Here is a proof which relies on a straighforward generalization of the Ping Pong Lemma.
Claim. Let $a$ and $b$ be the transformations of the Riemann sphere $\hat{\mathbb{C}} = \mathbb{C} \cup \{\infty\}$ defined by $$ a(z) = \frac{1}{z} + 2,\quad b(z) = z + 4. $$ Let $d \in \mathbb{N}_{> 0} \cup \{\infty\}$. Then the subgroup of $\operatorname{PSL}(2, \mathbb{R})$ generated by $X_d = \{b^{k}ab^{-k} \,\vert\, 0 \le k < d\}$ is free on $X_d$.

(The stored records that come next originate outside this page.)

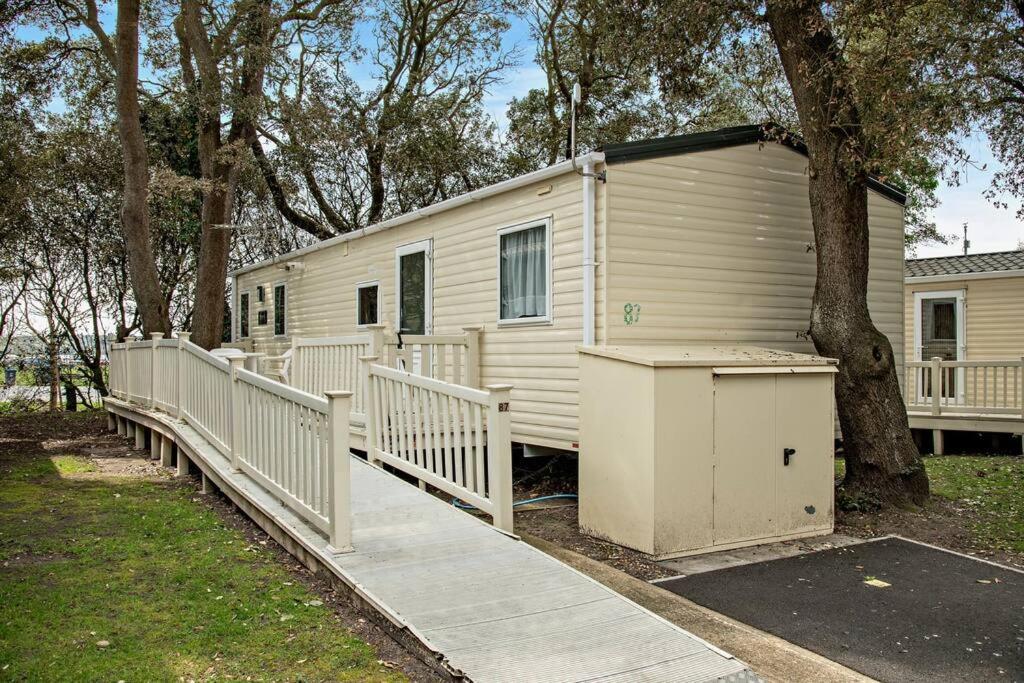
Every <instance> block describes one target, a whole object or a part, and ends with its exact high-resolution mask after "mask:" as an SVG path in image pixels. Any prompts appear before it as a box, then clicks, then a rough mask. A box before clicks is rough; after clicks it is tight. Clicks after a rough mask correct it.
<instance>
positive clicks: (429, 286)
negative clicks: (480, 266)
mask: <svg viewBox="0 0 1024 683" xmlns="http://www.w3.org/2000/svg"><path fill="white" fill-rule="evenodd" d="M433 250H434V246H433V240H431V239H428V240H420V241H419V242H413V243H411V244H408V245H401V246H400V247H396V248H395V250H394V327H395V330H398V331H400V330H401V257H402V256H409V255H410V254H419V253H420V252H423V253H424V255H425V259H426V262H425V263H424V264H423V266H424V273H423V288H424V302H423V317H424V319H423V334H425V335H431V334H433V333H434V274H433V269H434V259H433ZM379 294H380V293H378V299H377V304H378V306H379V305H380V296H379ZM378 319H380V316H378Z"/></svg>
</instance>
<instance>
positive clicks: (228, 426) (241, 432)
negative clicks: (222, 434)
mask: <svg viewBox="0 0 1024 683" xmlns="http://www.w3.org/2000/svg"><path fill="white" fill-rule="evenodd" d="M227 362H229V364H230V366H231V367H230V369H229V371H228V381H230V383H231V387H230V389H229V390H228V393H227V396H228V402H229V404H228V410H227V419H228V420H229V423H228V430H227V433H228V434H230V436H229V438H230V441H231V442H230V443H228V444H227V447H228V449H229V450H230V452H231V468H232V469H233V470H234V471H236V472H238V471H240V470H241V469H242V467H241V466H240V465H239V462H240V461H241V460H242V441H243V437H242V422H243V420H242V417H243V412H242V409H243V403H244V402H245V397H244V396H243V395H242V383H241V382H239V371H240V370H242V369H243V368H244V367H245V362H246V359H245V357H244V356H231V357H229V358H228V359H227Z"/></svg>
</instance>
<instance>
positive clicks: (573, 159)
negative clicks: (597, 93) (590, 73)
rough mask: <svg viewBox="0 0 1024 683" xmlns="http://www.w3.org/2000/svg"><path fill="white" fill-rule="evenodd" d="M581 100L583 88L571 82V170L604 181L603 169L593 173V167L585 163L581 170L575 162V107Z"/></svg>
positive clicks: (569, 133)
mask: <svg viewBox="0 0 1024 683" xmlns="http://www.w3.org/2000/svg"><path fill="white" fill-rule="evenodd" d="M581 101H583V90H581V89H580V84H579V83H573V84H572V104H571V108H570V110H569V147H570V150H569V160H570V161H571V162H572V170H573V171H575V172H577V173H579V174H580V175H582V176H583V177H585V178H597V179H598V180H600V181H601V182H604V171H601V172H600V173H594V169H593V167H591V169H590V170H589V171H588V170H587V165H584V168H583V170H581V169H580V167H579V166H577V164H575V108H577V104H579V103H580V102H581Z"/></svg>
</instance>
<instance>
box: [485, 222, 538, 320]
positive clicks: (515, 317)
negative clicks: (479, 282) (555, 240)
mask: <svg viewBox="0 0 1024 683" xmlns="http://www.w3.org/2000/svg"><path fill="white" fill-rule="evenodd" d="M550 232H551V231H550V225H549V222H548V221H547V220H545V221H542V222H540V223H536V222H535V223H527V224H524V225H514V226H512V227H506V228H504V229H502V230H499V232H498V270H499V305H498V307H499V310H498V322H499V323H537V322H548V321H550V319H551V300H550V295H551V283H550V280H551V263H550V258H551V246H550V237H551V234H550Z"/></svg>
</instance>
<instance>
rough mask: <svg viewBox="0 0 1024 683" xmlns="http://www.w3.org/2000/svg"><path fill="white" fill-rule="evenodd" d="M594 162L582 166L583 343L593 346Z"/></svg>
mask: <svg viewBox="0 0 1024 683" xmlns="http://www.w3.org/2000/svg"><path fill="white" fill-rule="evenodd" d="M596 191H597V183H595V182H594V162H593V161H591V160H590V159H589V158H588V159H586V160H585V162H584V165H583V343H584V346H593V345H594V271H595V269H596V268H597V263H596V262H595V261H594V239H595V233H596V229H595V225H594V201H595V197H594V195H595V193H596Z"/></svg>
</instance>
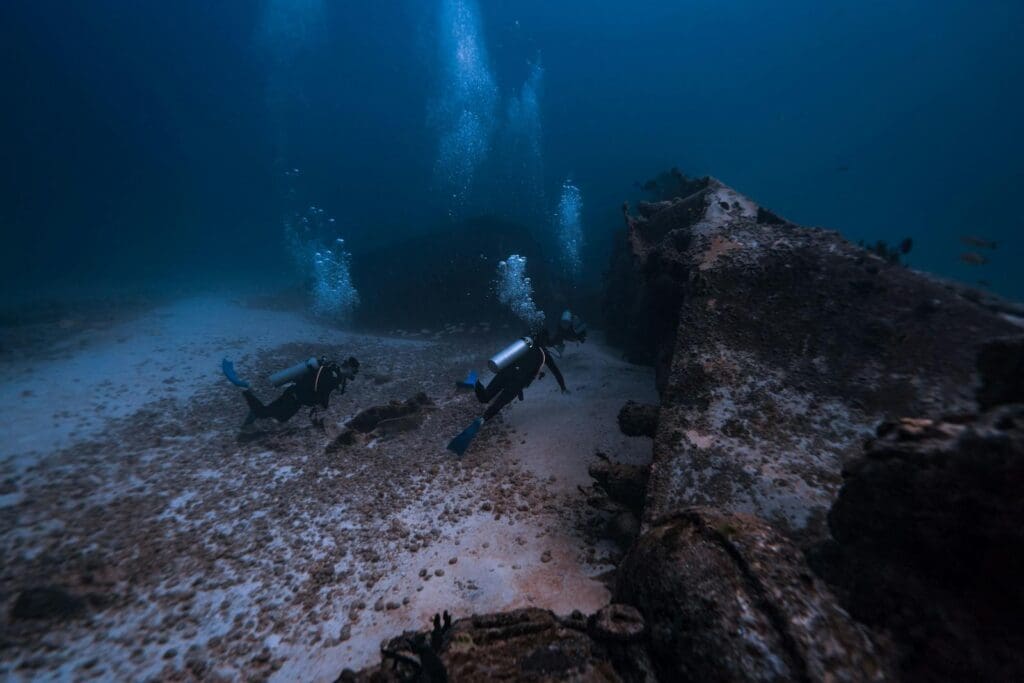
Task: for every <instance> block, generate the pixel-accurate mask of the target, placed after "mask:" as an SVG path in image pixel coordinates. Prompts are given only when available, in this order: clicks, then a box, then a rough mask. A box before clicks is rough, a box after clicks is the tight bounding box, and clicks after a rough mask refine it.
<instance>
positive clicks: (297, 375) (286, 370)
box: [268, 358, 321, 386]
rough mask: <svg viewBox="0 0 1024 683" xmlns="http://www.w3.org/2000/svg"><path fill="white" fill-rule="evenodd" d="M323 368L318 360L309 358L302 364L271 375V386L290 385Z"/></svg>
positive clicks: (270, 379) (320, 363)
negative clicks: (300, 377)
mask: <svg viewBox="0 0 1024 683" xmlns="http://www.w3.org/2000/svg"><path fill="white" fill-rule="evenodd" d="M319 367H321V361H319V360H317V359H316V358H309V359H308V360H303V361H302V362H297V364H295V365H294V366H292V367H291V368H286V369H285V370H282V371H281V372H278V373H274V374H273V375H270V377H269V378H268V379H269V380H270V384H272V385H273V386H281V385H282V384H288V383H289V382H294V381H295V380H297V379H299V378H300V377H302V376H303V375H304V374H306V372H307V371H309V370H316V369H317V368H319Z"/></svg>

The claim and its proof are a trivial adaptation of [1, Example II.B.26] which makes use of Schottky groups.
Proof of the Claim. Let $\mathbb{D} = \{ z \in \mathbb{C} \, \vert \, \vert z \vert \le 1\}$, $\Omega_k = (\mathbb{D} + 4k) \cup (\mathbb{D} + 4k + 2)$ for $0 \le k < d$. Observe that $\gamma_k = b^ka b^{-k}$ maps
- the exterior of the disk $\mathbb{D} + 4k$ onto the interior of the disk $\mathbb{D} + 4k + 2$, and
- the exterior of the disk $\mathbb{D} + 4k + 2$ onto the interior of the disk $\mathbb{D} + 4k$.
Thus $\gamma_k^m (\Omega_l) \subseteq \Omega_k$ for every $k \neq l$ and every $m \in \mathbb{Z} \setminus \{0\}$. Clearly $\Omega_k \nsubseteq \Omega_l$ if $k \neq l$. A straightforward generalization of the Table-Tennis Lemma yields the result.
[1] P. de la Harpe, "Topics in Geometric Group Theory", 2000.